Etant donné les circonstances autant savoir se contenter de ce qu’ils avaient où les choses ne feraient qu’empirer.
Quelques minutes plus tard les deux hommes étaient introduits dans leur chambre avec leurs maigres effets. Une belle chambre, agréablement meublée avec un soin tout particulier. Une commode sur laquelle se trouvait un bouquet de fleurs fraîches, deux fauteuils qui semblaient tout particulièrement confortables, un lit avec des draps en dentelle… Une grande salle de bain attenante, contenant une baignoire d’une taille parfaite pour deux personnes. Un bref instant, retombant dans ses anciens travers, lorsqu’il fantasmait à tout moment sur Holmes, Greg s’imagina dans cette baignoire avec lui. Mauvaise idée ! Comme si Sherlock était du genre à perdre du temps à barboter dans l’eau.
Après un détour par salle à manger pour profiter de la table d’hôtes, où Sherlock consenti à manger un peu, le policier proposa une promenade dans les rues.

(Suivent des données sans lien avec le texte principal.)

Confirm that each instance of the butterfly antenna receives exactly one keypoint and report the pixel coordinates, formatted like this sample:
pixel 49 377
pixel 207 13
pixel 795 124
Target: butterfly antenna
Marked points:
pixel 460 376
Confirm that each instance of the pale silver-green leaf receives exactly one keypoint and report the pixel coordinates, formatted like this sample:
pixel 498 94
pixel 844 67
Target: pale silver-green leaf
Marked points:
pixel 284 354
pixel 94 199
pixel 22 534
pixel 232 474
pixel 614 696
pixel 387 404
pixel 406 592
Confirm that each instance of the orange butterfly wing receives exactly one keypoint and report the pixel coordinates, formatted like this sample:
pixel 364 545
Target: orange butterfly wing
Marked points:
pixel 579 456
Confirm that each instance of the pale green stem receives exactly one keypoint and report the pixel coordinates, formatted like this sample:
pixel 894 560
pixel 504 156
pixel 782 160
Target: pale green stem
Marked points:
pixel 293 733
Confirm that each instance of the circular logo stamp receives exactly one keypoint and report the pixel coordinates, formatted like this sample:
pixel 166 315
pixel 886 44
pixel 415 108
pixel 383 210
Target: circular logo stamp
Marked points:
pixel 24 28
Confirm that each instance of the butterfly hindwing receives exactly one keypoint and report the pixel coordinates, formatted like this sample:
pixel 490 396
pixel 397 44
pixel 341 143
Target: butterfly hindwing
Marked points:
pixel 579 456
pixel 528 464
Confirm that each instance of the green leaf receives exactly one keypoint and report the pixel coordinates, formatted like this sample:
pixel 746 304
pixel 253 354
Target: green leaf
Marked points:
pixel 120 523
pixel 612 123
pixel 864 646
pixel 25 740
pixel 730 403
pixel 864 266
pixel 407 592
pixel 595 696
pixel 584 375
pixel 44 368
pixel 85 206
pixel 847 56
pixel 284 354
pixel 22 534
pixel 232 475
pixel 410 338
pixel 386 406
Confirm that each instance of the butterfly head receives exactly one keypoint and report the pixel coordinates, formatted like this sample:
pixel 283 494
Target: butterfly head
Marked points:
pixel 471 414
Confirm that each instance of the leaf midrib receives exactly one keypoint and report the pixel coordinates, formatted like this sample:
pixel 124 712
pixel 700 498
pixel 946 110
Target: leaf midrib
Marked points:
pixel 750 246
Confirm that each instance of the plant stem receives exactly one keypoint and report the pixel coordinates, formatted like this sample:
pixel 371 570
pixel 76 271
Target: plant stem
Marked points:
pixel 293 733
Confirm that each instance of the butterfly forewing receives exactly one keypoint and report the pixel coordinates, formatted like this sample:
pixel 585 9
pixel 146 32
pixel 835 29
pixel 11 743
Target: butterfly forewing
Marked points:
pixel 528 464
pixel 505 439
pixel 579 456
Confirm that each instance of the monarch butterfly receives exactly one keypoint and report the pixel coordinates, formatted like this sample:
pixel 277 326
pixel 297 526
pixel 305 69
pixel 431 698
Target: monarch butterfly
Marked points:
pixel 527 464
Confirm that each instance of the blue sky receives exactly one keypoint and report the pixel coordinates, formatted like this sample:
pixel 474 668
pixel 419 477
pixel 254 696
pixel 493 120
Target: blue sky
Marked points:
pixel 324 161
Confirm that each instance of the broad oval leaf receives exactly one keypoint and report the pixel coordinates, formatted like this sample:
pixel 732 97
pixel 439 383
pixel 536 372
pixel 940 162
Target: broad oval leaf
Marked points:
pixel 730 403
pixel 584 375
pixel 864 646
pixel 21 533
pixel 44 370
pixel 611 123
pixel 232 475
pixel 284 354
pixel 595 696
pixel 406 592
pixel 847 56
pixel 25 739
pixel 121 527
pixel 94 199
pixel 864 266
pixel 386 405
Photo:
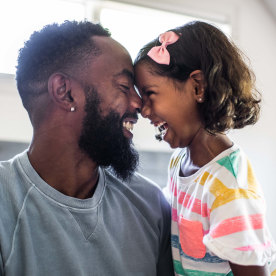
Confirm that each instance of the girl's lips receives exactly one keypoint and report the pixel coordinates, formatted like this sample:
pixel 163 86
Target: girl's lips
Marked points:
pixel 161 130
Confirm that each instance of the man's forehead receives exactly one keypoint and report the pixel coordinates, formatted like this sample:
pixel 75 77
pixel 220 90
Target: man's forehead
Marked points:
pixel 105 44
pixel 113 56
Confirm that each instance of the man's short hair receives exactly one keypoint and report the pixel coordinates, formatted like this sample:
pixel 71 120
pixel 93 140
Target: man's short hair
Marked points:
pixel 65 47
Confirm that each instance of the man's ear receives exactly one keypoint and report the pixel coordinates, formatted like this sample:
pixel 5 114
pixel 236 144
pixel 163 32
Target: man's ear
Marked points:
pixel 59 87
pixel 199 84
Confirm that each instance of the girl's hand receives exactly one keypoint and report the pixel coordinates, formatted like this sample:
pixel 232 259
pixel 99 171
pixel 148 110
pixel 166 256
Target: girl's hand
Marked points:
pixel 252 270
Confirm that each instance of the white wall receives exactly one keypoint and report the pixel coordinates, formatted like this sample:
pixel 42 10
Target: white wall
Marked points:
pixel 254 30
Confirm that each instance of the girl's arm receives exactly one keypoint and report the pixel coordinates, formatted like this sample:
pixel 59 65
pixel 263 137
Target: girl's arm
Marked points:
pixel 253 270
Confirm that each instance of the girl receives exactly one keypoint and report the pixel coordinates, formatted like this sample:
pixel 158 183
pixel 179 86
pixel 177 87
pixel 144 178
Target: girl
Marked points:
pixel 195 86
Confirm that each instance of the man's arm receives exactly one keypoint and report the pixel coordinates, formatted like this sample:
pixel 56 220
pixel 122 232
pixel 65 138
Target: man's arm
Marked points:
pixel 252 270
pixel 165 262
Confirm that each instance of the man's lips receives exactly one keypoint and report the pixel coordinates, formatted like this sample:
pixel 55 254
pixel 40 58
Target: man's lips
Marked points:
pixel 128 123
pixel 129 119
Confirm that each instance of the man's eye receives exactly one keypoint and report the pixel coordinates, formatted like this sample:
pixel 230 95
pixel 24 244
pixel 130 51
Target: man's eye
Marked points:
pixel 149 93
pixel 125 88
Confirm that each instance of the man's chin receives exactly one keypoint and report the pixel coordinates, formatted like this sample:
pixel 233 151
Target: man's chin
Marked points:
pixel 127 134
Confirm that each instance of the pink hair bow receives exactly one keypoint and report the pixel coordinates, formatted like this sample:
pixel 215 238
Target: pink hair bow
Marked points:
pixel 160 53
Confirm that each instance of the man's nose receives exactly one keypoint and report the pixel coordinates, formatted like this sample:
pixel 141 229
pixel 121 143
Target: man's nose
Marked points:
pixel 135 100
pixel 145 110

La nuit qui venait de tomber était superbe, la température agréable, c’était l’occasion rêvée désormais qu’il ne pleuvait plus. Et puis à la vérité l’idée de se retrouver aussi tôt dans leur chambre totalement romantique ne le branchait que moyennement. Il avait eu trop de mal pour se défaire de son attachement pour le cadet pour avoir une telle proximité avec lui. La rechute menaçait, il le sentait. Quel besoin avait Sherlock d’être aussi attirant ? A son grand étonnement, le détective accepta sa proposition et les deux déambulèrent un moment en silence dans les petites rues. Lestrade pendant ce temps s’interrogeait sur la façon dont il allait gérer de partager le même lit. Il avait accepté pour ne pas engendrer de problèmes avec la propriétaire des lieux, qui avait paru suffisamment gêné pour eux, mais à présent que le temps passait il en venait à se demander s’il ne serait pas plus judicieux d’aller passer la nuit dans sa voiture.
« Tu sais, je ne vais pas te sauter dessus durant la nuit, dit tout à coup le cadet. Ce n’est pas quelque chose que je fais. »
De mon côté c’est moins sûr, songea Lestrade avec amertume.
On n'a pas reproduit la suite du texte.